La laparoscopie est la voie chirurgicale la plus courante, et elle permet d’enlever tous les foyers. “La chirurgie par laparoscopie est indiquée en cas d’échec du traitement clinique (la patiente ne présente pas d’amélioration du tableau des douleurs) ou lorsque l’endométriose affecte des organes tels que l’intestin ou la vessie”, explique Kelly. Dans certains cas, une hystérectomie (ablation de l’utérus, des trompes de Fallope et des ovaires) peut également être indiquée.

Seul le médecin, en collaboration avec le patient, peut décider du traitement approprié à chaque cas.

L’endométriose est incurable. L’hormonothérapie et la laparoscopie peuvent soulager les symptômes pendant plusieurs années. L’hystérectomie est la meilleure possibilité de guérison, mais la maladie peut toujours revenir.

Vivre avec l’endométriose

Pour bien vivre avec l’endométriose, il est nécessaire de traiter les symptômes physiques et émotionnels de la maladie.

La gynécologue souligne que l’endométriose entraîne une usure physique et émotionnelle chez les femmes touchées par cette maladie. “Leurs relations interpersonnelles et professionnelles peuvent être endommagées. Ainsi, de nombreuses femmes présentent des symptômes anxieux et dépressifs.”

Pour soulager les symptômes physiques et émotionnels, il faut les encourager à pratiquer des exercices physiques, l’acupuncture et à avoir une alimentation équilibrée.

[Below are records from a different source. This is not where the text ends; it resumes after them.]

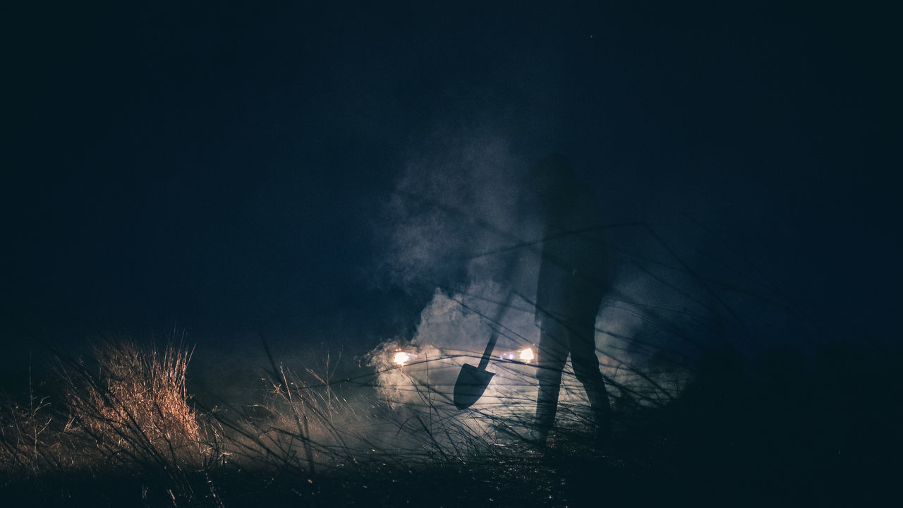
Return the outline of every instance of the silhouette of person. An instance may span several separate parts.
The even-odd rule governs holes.
[[[535,302],[539,392],[530,438],[537,444],[546,441],[570,354],[592,409],[596,441],[604,445],[610,437],[610,407],[595,342],[596,315],[607,278],[599,204],[592,191],[576,181],[563,155],[548,156],[533,166],[529,181],[544,226]]]

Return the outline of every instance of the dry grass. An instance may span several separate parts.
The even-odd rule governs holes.
[[[95,357],[97,375],[66,372],[76,428],[107,456],[199,466],[204,439],[185,389],[191,352],[123,342],[96,347]]]

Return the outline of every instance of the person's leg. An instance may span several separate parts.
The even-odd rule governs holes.
[[[551,317],[545,319],[539,334],[539,350],[536,358],[536,416],[532,437],[545,443],[555,420],[558,408],[558,392],[561,390],[562,369],[567,362],[567,331]]]
[[[583,384],[590,407],[596,420],[595,437],[607,442],[611,435],[611,406],[605,390],[605,381],[599,370],[596,356],[595,316],[591,321],[583,319],[569,326],[571,363],[577,381]]]

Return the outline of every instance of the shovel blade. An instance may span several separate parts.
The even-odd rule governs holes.
[[[495,374],[467,363],[461,366],[461,373],[454,383],[454,405],[466,409],[479,400]]]

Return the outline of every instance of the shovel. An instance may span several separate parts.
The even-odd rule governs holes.
[[[507,297],[505,299],[505,303],[502,304],[502,308],[498,309],[498,314],[496,315],[496,319],[494,323],[497,325],[505,316],[505,311],[507,310],[508,305],[511,303],[511,296],[513,293],[508,293]],[[496,375],[494,372],[490,372],[486,370],[486,367],[489,364],[489,358],[492,357],[492,350],[496,347],[496,341],[498,340],[498,330],[493,329],[492,335],[489,336],[489,342],[486,344],[486,351],[483,352],[483,357],[479,359],[479,365],[474,367],[469,363],[464,363],[461,366],[461,372],[458,374],[458,381],[454,383],[454,405],[459,409],[466,409],[473,405],[474,402],[479,400],[479,398],[483,396],[483,392],[486,391],[486,387],[489,386],[489,381],[492,381],[492,376]]]

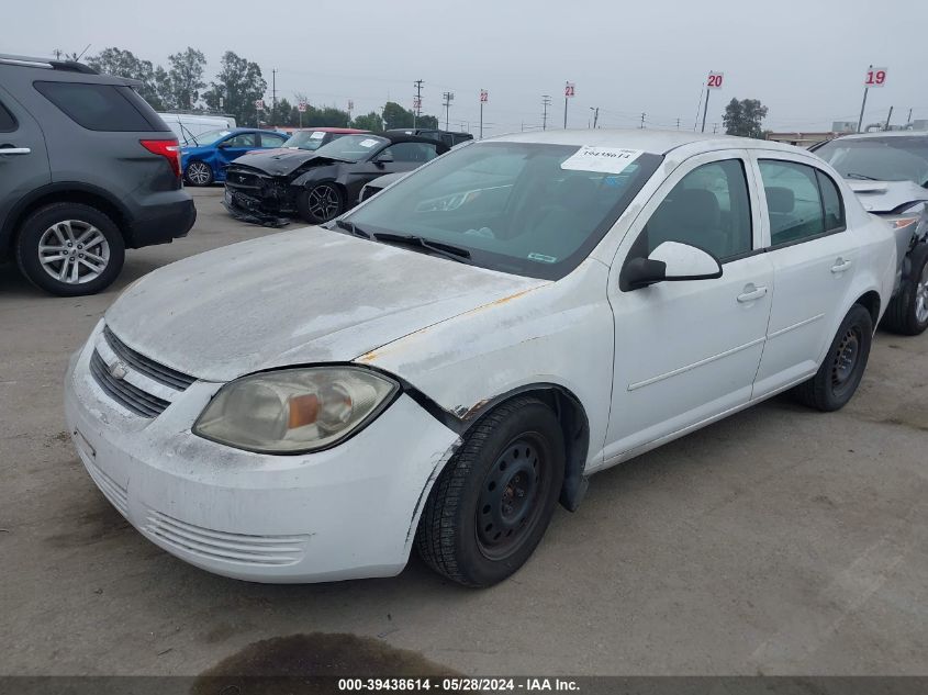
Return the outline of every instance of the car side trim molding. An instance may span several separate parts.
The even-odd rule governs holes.
[[[650,386],[651,384],[655,384],[659,381],[663,381],[664,379],[670,379],[671,377],[677,377],[678,374],[682,374],[683,372],[690,371],[691,369],[696,369],[696,367],[702,367],[703,365],[708,365],[709,362],[714,362],[715,360],[722,359],[723,357],[728,357],[729,355],[735,355],[735,352],[740,352],[741,350],[752,348],[756,345],[760,345],[764,340],[767,340],[767,336],[762,338],[757,338],[756,340],[751,340],[750,343],[745,343],[743,345],[734,347],[730,350],[725,350],[724,352],[719,352],[718,355],[706,357],[705,359],[701,359],[700,361],[693,362],[692,365],[686,365],[685,367],[673,369],[669,372],[664,372],[663,374],[658,374],[657,377],[645,379],[644,381],[630,383],[628,384],[628,390],[636,391],[638,389],[644,389],[645,386]]]

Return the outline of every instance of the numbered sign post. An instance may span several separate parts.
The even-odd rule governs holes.
[[[866,108],[866,92],[874,87],[883,87],[886,83],[886,68],[874,68],[872,65],[866,68],[866,75],[863,76],[863,101],[860,104],[860,119],[857,122],[857,132],[863,127],[863,110]]]
[[[708,113],[708,97],[713,89],[722,89],[722,82],[725,81],[725,72],[709,72],[706,79],[706,103],[703,107],[703,130],[706,132],[706,113]]]
[[[490,92],[480,90],[480,139],[483,139],[483,104],[490,101]]]

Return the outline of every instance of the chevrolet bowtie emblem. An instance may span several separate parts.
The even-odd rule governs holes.
[[[126,370],[125,365],[120,361],[113,362],[110,365],[110,375],[113,379],[125,379],[125,375],[128,373]]]

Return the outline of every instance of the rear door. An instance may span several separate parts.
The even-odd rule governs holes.
[[[776,291],[753,396],[814,374],[841,320],[858,244],[845,222],[840,189],[802,157],[758,155],[761,208]]]
[[[42,128],[29,111],[0,87],[0,229],[25,194],[51,182]]]

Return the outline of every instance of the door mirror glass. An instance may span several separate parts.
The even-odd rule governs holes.
[[[663,242],[647,258],[633,258],[622,269],[619,282],[629,290],[657,282],[712,280],[722,277],[722,264],[701,248]]]

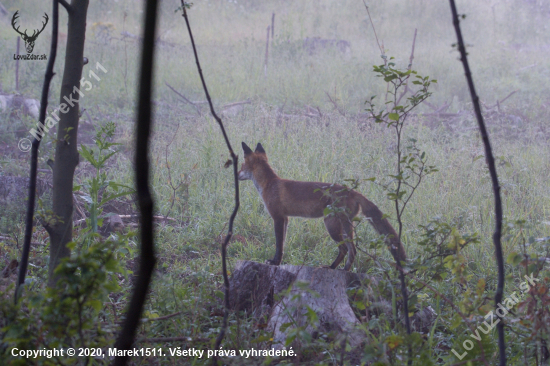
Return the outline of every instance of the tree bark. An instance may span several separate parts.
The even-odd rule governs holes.
[[[54,220],[46,229],[50,234],[50,261],[48,283],[55,283],[54,270],[62,258],[71,253],[67,243],[73,236],[73,178],[78,165],[77,150],[78,119],[80,116],[80,89],[84,66],[84,40],[86,36],[86,15],[89,0],[72,0],[67,31],[65,69],[61,83],[59,123],[53,167],[52,208]],[[55,116],[54,116],[55,118]]]

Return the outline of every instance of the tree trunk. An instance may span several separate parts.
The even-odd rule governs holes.
[[[48,283],[55,282],[54,270],[62,258],[70,255],[67,243],[73,234],[73,177],[78,165],[77,151],[80,79],[84,66],[84,39],[88,0],[72,0],[67,31],[67,52],[61,84],[55,163],[53,167],[53,213],[54,220],[47,225],[50,234],[50,261]],[[77,90],[78,89],[78,90]],[[57,119],[57,118],[56,118]]]

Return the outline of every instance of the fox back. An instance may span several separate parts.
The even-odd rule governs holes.
[[[320,218],[325,208],[339,208],[336,213],[325,216],[325,226],[339,244],[339,254],[331,268],[336,268],[348,254],[344,267],[349,270],[355,257],[352,219],[359,211],[379,234],[386,235],[386,242],[397,260],[405,260],[406,254],[397,233],[378,207],[360,193],[341,185],[321,182],[300,182],[281,179],[271,168],[261,144],[252,151],[244,142],[244,163],[239,171],[239,180],[252,180],[264,205],[273,218],[275,226],[275,258],[268,261],[279,265],[282,261],[284,239],[289,216]]]

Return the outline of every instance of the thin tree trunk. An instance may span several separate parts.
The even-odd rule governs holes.
[[[67,243],[73,237],[73,177],[78,165],[77,150],[80,80],[84,66],[84,39],[88,0],[72,0],[67,31],[65,69],[61,83],[61,96],[53,167],[53,213],[54,221],[46,225],[50,234],[50,261],[48,283],[55,283],[54,270],[62,258],[71,253]],[[76,90],[78,89],[78,90]]]
[[[42,86],[42,96],[40,98],[40,115],[38,117],[39,124],[44,125],[46,120],[46,108],[48,106],[48,93],[50,91],[50,82],[54,76],[53,67],[57,56],[57,30],[59,24],[59,4],[57,0],[53,0],[52,9],[52,43],[50,46],[50,58],[46,66],[46,74],[44,76],[44,84]],[[17,38],[17,54],[19,54],[19,38]],[[17,61],[19,63],[19,60]],[[19,66],[15,74],[16,89],[19,87]],[[25,219],[25,238],[23,240],[23,251],[21,253],[21,262],[19,262],[19,274],[17,277],[17,287],[15,289],[15,302],[19,294],[20,286],[25,282],[27,275],[27,265],[29,262],[29,253],[31,248],[32,228],[34,221],[34,205],[36,202],[36,174],[38,168],[38,148],[40,140],[34,138],[31,147],[31,170],[29,174],[29,199],[27,201],[27,216]]]
[[[481,114],[481,107],[479,105],[479,97],[476,94],[474,87],[474,80],[472,78],[472,73],[470,71],[470,66],[468,65],[468,58],[466,54],[466,47],[464,45],[464,40],[462,39],[462,32],[460,31],[460,22],[459,15],[456,10],[454,0],[450,0],[451,12],[453,14],[453,25],[456,31],[456,37],[458,40],[458,50],[460,52],[460,60],[464,66],[464,74],[466,75],[466,80],[468,82],[468,88],[470,89],[470,95],[472,97],[472,102],[474,104],[474,111],[479,125],[479,131],[481,133],[481,139],[483,140],[483,145],[485,146],[485,160],[489,168],[489,174],[491,176],[491,182],[493,184],[493,195],[495,198],[495,231],[493,233],[493,244],[495,246],[495,257],[498,267],[498,282],[497,289],[495,292],[495,307],[502,302],[502,297],[504,294],[504,258],[502,256],[502,201],[500,198],[500,185],[498,182],[497,169],[495,165],[495,158],[493,156],[493,151],[491,149],[491,142],[489,141],[489,134],[485,128],[485,122],[483,121],[483,115]],[[504,339],[504,322],[500,321],[497,324],[498,332],[498,350],[500,358],[500,366],[506,365],[506,343]]]
[[[128,306],[126,321],[115,347],[132,348],[134,337],[147,298],[151,275],[155,267],[153,238],[153,198],[149,191],[149,134],[151,130],[151,94],[153,92],[153,61],[155,54],[155,30],[157,24],[157,0],[147,0],[145,9],[145,30],[141,51],[141,72],[139,81],[139,108],[137,113],[136,137],[136,189],[141,211],[141,255],[139,275]],[[117,356],[114,365],[125,365],[128,356]]]

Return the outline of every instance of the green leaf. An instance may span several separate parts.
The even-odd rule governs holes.
[[[522,257],[519,253],[512,252],[508,255],[508,258],[506,258],[506,263],[517,266],[521,262],[521,260]]]
[[[399,114],[397,113],[390,113],[388,114],[388,118],[392,121],[399,121]]]

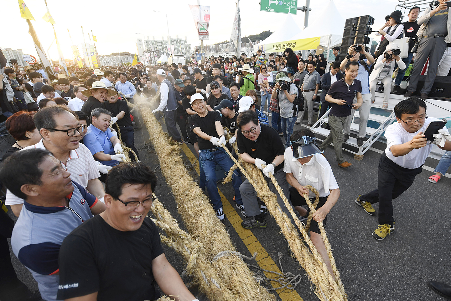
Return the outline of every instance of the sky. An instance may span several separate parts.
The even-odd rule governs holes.
[[[46,12],[44,0],[24,0],[36,20],[31,22],[41,43],[46,50],[49,48],[48,53],[50,58],[57,60],[58,52],[55,44],[53,42],[54,35],[51,24],[42,19]],[[399,3],[397,0],[313,0],[310,1],[312,11],[309,20],[318,18],[322,9],[329,1],[334,1],[344,19],[370,14],[375,19],[373,25],[373,30],[378,29],[383,25],[385,16],[395,10],[395,6]],[[28,33],[28,25],[26,20],[20,16],[17,1],[3,0],[2,2],[2,11],[6,13],[2,15],[4,24],[10,26],[6,37],[4,36],[0,41],[0,47],[2,49],[22,49],[24,54],[36,55],[32,39]],[[83,27],[86,42],[89,42],[88,33],[90,34],[92,30],[97,37],[98,42],[96,46],[100,55],[123,51],[135,53],[137,38],[145,37],[147,39],[148,37],[152,39],[154,37],[156,39],[160,40],[164,37],[164,39],[166,39],[168,26],[171,37],[178,35],[183,39],[186,37],[192,47],[200,45],[188,6],[189,4],[197,5],[195,0],[171,0],[168,2],[150,0],[133,1],[133,4],[128,4],[123,0],[110,0],[107,5],[102,2],[93,2],[91,0],[77,0],[75,2],[47,0],[50,13],[56,22],[55,30],[66,58],[74,58],[71,45],[78,45],[81,51],[80,44],[83,42],[83,35],[81,26]],[[228,5],[225,5],[225,3]],[[239,1],[243,37],[268,30],[274,31],[277,28],[278,23],[283,22],[285,17],[283,14],[261,11],[259,3],[259,0]],[[201,0],[200,5],[211,7],[210,39],[204,40],[204,45],[228,41],[235,13],[235,0]],[[304,0],[298,0],[298,6],[305,5]],[[407,12],[402,11],[404,14],[407,14]],[[297,14],[294,15],[301,28],[304,26],[304,14],[298,10]],[[14,25],[11,26],[12,24]],[[287,28],[287,30],[290,30]]]

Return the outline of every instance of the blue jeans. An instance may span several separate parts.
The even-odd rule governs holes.
[[[216,184],[217,181],[216,165],[219,165],[225,171],[228,171],[233,166],[234,162],[222,148],[218,148],[215,152],[210,152],[207,149],[200,150],[199,151],[199,159],[205,174],[205,184],[210,197],[210,202],[213,205],[213,208],[216,210],[222,207],[222,202],[218,192],[218,185]],[[241,177],[234,173],[232,176],[232,185],[235,190],[235,201],[239,205],[243,204],[241,194],[239,192],[241,185]]]
[[[440,172],[444,176],[446,173],[446,171],[450,167],[451,165],[451,151],[445,152],[443,155],[440,158],[440,161],[437,164],[437,167],[435,167],[434,172]]]
[[[412,58],[413,56],[414,53],[413,52],[411,52],[409,54],[409,56],[402,59],[402,61],[404,62],[404,64],[405,64],[405,69],[402,70],[398,70],[398,75],[396,75],[396,79],[395,80],[395,84],[396,86],[399,86],[400,84],[401,83],[401,82],[402,81],[402,79],[404,77],[404,74],[405,74],[405,71],[407,69],[407,68],[409,68],[409,64],[412,61]],[[396,69],[398,64],[395,63],[395,69]]]
[[[271,125],[276,129],[278,133],[282,132],[282,123],[281,122],[281,114],[271,111]]]
[[[265,104],[266,103],[266,101],[268,101],[268,105],[269,105],[269,101],[271,100],[271,94],[268,93],[268,91],[266,91],[266,94],[264,95],[260,96],[260,111],[263,111],[265,108]]]
[[[290,146],[290,137],[293,134],[293,127],[295,126],[295,122],[296,121],[296,117],[290,117],[289,118],[281,117],[282,121],[282,131],[283,132],[283,138],[285,139],[286,143],[285,144],[285,148]]]

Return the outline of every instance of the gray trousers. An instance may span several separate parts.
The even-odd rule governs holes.
[[[304,97],[304,110],[299,111],[298,114],[298,119],[296,122],[297,123],[302,123],[302,120],[304,119],[304,113],[308,109],[308,119],[307,122],[309,125],[313,125],[313,96],[315,94],[314,91],[309,92],[303,92],[302,96]]]
[[[346,162],[343,157],[343,148],[341,148],[343,140],[345,138],[343,130],[345,128],[346,118],[345,117],[337,117],[329,114],[329,126],[331,127],[331,132],[319,146],[320,148],[324,149],[324,148],[333,143],[335,155],[336,156],[338,164]]]
[[[282,168],[274,174],[274,177],[277,180],[277,183],[280,185],[283,190],[284,194],[286,197],[288,201],[290,201],[290,185],[286,181],[285,176],[285,173]],[[265,177],[265,179],[268,182],[268,186],[270,190],[276,194],[277,196],[277,203],[280,205],[282,211],[286,213],[289,217],[291,217],[288,209],[285,207],[282,198],[279,195],[279,193],[276,190],[271,179],[267,177]],[[247,179],[243,182],[241,186],[239,186],[239,192],[241,194],[241,199],[243,199],[243,204],[244,205],[244,210],[246,211],[246,215],[248,216],[255,216],[260,214],[260,204],[257,199],[257,194],[255,193],[255,190],[253,186],[249,183],[249,181]],[[291,203],[290,203],[291,204]]]
[[[420,93],[429,94],[434,84],[438,63],[446,49],[446,43],[445,42],[444,37],[421,38],[418,44],[418,51],[415,55],[414,69],[410,73],[408,91],[414,92],[416,90],[421,71],[428,57],[429,68],[424,80],[424,86]]]
[[[362,99],[364,102],[362,104],[362,106],[359,108],[359,115],[360,116],[359,119],[360,122],[359,123],[359,134],[357,137],[364,138],[366,136],[366,127],[368,125],[368,118],[369,117],[369,110],[371,109],[371,94],[362,94]],[[357,103],[357,97],[354,97],[354,101],[353,103]],[[355,112],[355,110],[351,110],[351,115],[346,117],[346,121],[345,123],[344,133],[345,134],[349,134],[351,133],[351,121],[352,120],[352,117],[354,116],[354,113]]]
[[[177,118],[177,110],[164,111],[163,115],[165,116],[165,123],[168,129],[168,134],[176,141],[180,141],[182,139],[175,125],[175,118]]]

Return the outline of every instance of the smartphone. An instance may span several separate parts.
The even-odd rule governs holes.
[[[428,125],[428,128],[423,134],[428,139],[428,141],[433,141],[435,139],[433,135],[437,134],[438,130],[443,129],[446,124],[446,121],[433,121]]]

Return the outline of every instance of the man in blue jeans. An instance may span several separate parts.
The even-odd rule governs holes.
[[[226,215],[222,209],[222,202],[218,192],[216,184],[216,165],[221,166],[225,171],[228,171],[234,164],[233,161],[226,153],[222,147],[226,144],[224,129],[221,124],[221,116],[217,111],[209,111],[207,108],[207,102],[200,93],[191,96],[190,100],[191,107],[197,114],[188,118],[189,129],[197,135],[199,144],[199,160],[203,169],[206,181],[207,191],[208,192],[210,203],[216,216],[221,222],[226,221]],[[234,174],[232,177],[232,185],[235,190],[236,207],[246,216],[239,185],[241,177]]]
[[[410,37],[411,38],[409,43],[409,56],[402,59],[402,61],[405,64],[405,68],[398,69],[398,75],[396,75],[396,79],[395,80],[395,87],[393,87],[394,93],[396,93],[399,88],[399,85],[402,81],[405,71],[409,68],[409,65],[412,61],[412,58],[414,56],[412,48],[417,41],[417,32],[420,28],[420,26],[417,22],[417,19],[418,19],[419,13],[420,8],[418,6],[414,6],[409,12],[409,21],[402,23],[404,25],[404,37]]]

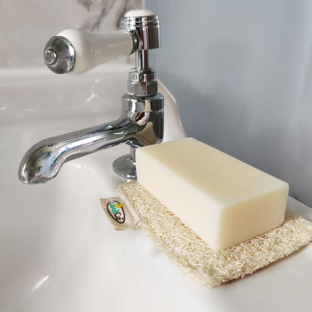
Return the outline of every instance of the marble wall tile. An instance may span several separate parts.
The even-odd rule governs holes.
[[[0,0],[0,67],[42,66],[43,48],[51,37],[68,28],[117,30],[124,13],[142,8],[143,2],[143,0]]]

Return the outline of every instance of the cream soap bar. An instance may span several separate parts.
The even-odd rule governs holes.
[[[188,138],[140,148],[138,181],[212,248],[280,224],[286,182]]]

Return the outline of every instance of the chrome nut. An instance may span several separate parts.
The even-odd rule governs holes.
[[[157,81],[128,81],[128,93],[138,96],[149,96],[157,94]]]

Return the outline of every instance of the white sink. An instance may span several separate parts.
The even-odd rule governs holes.
[[[0,311],[310,310],[312,246],[210,290],[183,277],[142,232],[113,230],[98,199],[123,182],[112,164],[126,144],[67,163],[46,184],[19,181],[34,144],[118,118],[130,68],[112,62],[75,77],[0,71]],[[173,99],[159,91],[164,140],[185,136]],[[288,204],[312,219],[310,208]]]

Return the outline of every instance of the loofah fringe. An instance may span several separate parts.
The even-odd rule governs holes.
[[[286,211],[279,227],[223,250],[209,248],[137,181],[117,190],[142,219],[142,229],[184,275],[210,287],[243,277],[312,240],[312,223]]]

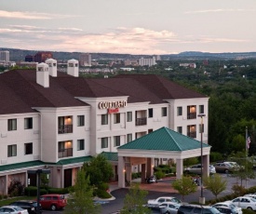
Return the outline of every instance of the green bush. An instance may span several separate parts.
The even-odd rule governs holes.
[[[155,175],[156,176],[157,180],[163,179],[166,176],[165,173],[162,171],[156,171]]]
[[[100,198],[111,198],[112,197],[112,195],[109,193],[107,193],[104,190],[101,190],[101,189],[96,190],[96,194]]]
[[[220,161],[222,159],[223,159],[223,156],[220,153],[212,152],[209,154],[209,162],[216,162],[216,161]]]

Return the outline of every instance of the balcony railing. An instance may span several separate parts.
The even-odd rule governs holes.
[[[59,127],[59,134],[73,133],[73,125],[62,125]]]
[[[143,126],[143,125],[147,125],[147,118],[143,117],[143,118],[137,118],[135,120],[136,122],[136,126]]]
[[[73,148],[62,149],[59,151],[59,158],[73,156]]]
[[[191,132],[187,132],[187,136],[190,138],[196,138],[196,132],[195,131],[191,131]]]
[[[187,114],[187,119],[195,119],[196,118],[196,113],[188,113]]]

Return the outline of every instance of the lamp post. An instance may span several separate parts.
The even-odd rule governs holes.
[[[49,174],[49,169],[36,169],[36,170],[28,170],[28,174],[36,174],[37,179],[37,206],[36,206],[36,214],[40,214],[40,175]]]
[[[201,205],[205,204],[205,197],[204,197],[204,189],[203,189],[203,118],[206,116],[204,114],[199,114],[197,115],[198,117],[201,117],[201,196],[199,197],[199,203]]]

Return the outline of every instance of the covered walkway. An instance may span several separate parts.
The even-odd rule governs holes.
[[[202,144],[204,174],[209,175],[210,146]],[[117,148],[118,187],[125,187],[125,181],[131,181],[132,166],[141,166],[141,182],[153,175],[154,159],[167,158],[176,161],[177,179],[183,173],[183,159],[201,155],[201,142],[168,129],[161,127],[140,139]]]

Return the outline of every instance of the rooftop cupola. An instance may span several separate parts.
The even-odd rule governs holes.
[[[68,60],[68,74],[73,76],[79,76],[79,67],[78,60]]]
[[[51,76],[57,76],[57,60],[53,59],[46,60],[46,63],[49,66],[49,74]]]
[[[49,87],[49,67],[47,63],[36,65],[36,83],[44,87]]]

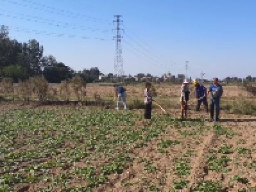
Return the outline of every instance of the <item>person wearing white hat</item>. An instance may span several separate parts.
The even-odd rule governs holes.
[[[180,98],[180,102],[182,110],[182,118],[187,118],[187,101],[189,100],[189,82],[187,79],[185,79],[181,87],[181,95]]]

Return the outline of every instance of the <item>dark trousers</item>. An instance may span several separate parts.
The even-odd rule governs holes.
[[[200,100],[198,100],[198,105],[196,106],[196,111],[200,111],[200,107],[201,103],[205,106],[205,111],[208,113],[208,103],[207,103],[207,99],[206,97],[201,99]]]
[[[151,106],[152,103],[145,104],[145,118],[150,119],[151,117]]]
[[[214,108],[216,114],[215,115],[215,120],[219,121],[219,97],[210,99],[210,118],[214,120]]]

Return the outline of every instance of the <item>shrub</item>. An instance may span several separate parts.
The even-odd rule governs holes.
[[[60,98],[69,101],[70,93],[69,81],[67,80],[62,81],[59,92]]]
[[[19,98],[22,99],[25,102],[28,104],[30,98],[31,97],[31,82],[29,79],[22,81],[19,80],[19,84],[15,88],[16,94]]]
[[[3,78],[1,82],[1,87],[3,93],[6,95],[13,94],[14,92],[13,83],[12,78]]]
[[[30,77],[29,81],[31,83],[32,93],[35,94],[40,102],[47,100],[48,95],[49,83],[44,76]]]
[[[84,99],[86,96],[86,82],[81,77],[74,76],[71,80],[72,89],[78,100]]]

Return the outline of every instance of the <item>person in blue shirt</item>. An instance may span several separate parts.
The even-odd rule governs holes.
[[[124,109],[127,109],[127,104],[125,99],[125,89],[123,86],[117,84],[114,85],[114,87],[115,87],[115,100],[117,97],[116,109],[117,110],[119,109],[121,97],[123,97],[123,102],[124,103]]]
[[[213,79],[213,84],[210,86],[208,93],[210,93],[210,121],[214,120],[214,108],[216,108],[215,120],[219,122],[219,104],[220,98],[223,94],[223,89],[222,86],[218,83],[218,79],[214,77]]]
[[[200,111],[201,103],[205,106],[206,113],[208,113],[208,103],[207,98],[207,89],[203,84],[200,84],[195,79],[192,82],[196,87],[196,98],[197,99],[198,104],[196,106],[196,111]]]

Les symptômes émotionnels peuvent être plus intenses si la femme souhaite avoir des enfants. Cependant, l’endométriose n’empêche pas une femme de devenir enceinte. Après les premières semaines de grossesse, il peut être nécessaire de donner un supplément de progestérone pour éviter une fausse couche, mais la grossesse se déroulera normalement, sous surveillance médicale.

Facteurs de risque

Certaines conditions peuvent favoriser l’apparition de l’endométriose. “Les facteurs de risque de l’endométriose sont :

– Les ménarches précoces, la ménopause tardive, la nulliparité (le fait de n’avoir jamais été enceinte) et les cycles menstruels courts.

– Ménarche précoce : le fait d’avoir ses règles trop tôt peut être un facteur de risque pour l’apparition de l’endométriose.

– Ménopause tardive : de même, une ménopause tardive peut également favoriser la maladie.

– Nulliparité : les femmes qui n’ont jamais été enceintes sont plus susceptibles d’être atteintes de la maladie.

– Cycles menstruels courts : les cycles menstruels qui ne durent que quelques jours constituent également un facteur de risque.

Complications

Les complications les plus courantes de l’endométriose sont l’infertilité et le cancer des ovaires. Cependant, d’autres complications peuvent survenir.

Le patient peut présenter, par exemple, une occlusion intestinale en fonction de la taille de la lésion qui affecte l’intestin.

  • Infertilité
  • Cancer de l’ovaire
  • Douleur pelvienne chronique
  • Grands kystes dans le bassin
  • Obstructions dans les voies gastro-intestinales ou urinaires

Bien que l’endométriose ne se guérisse pas, il est possible d’obtenir des résultats très satisfaisants avec des traitements, qui peuvent soulager partiellement ou même complètement les symptômes pendant plusieurs années. Par conséquent, il faut toujours consulter un médecin au moindre signe qui pourrait indiquer la maladie.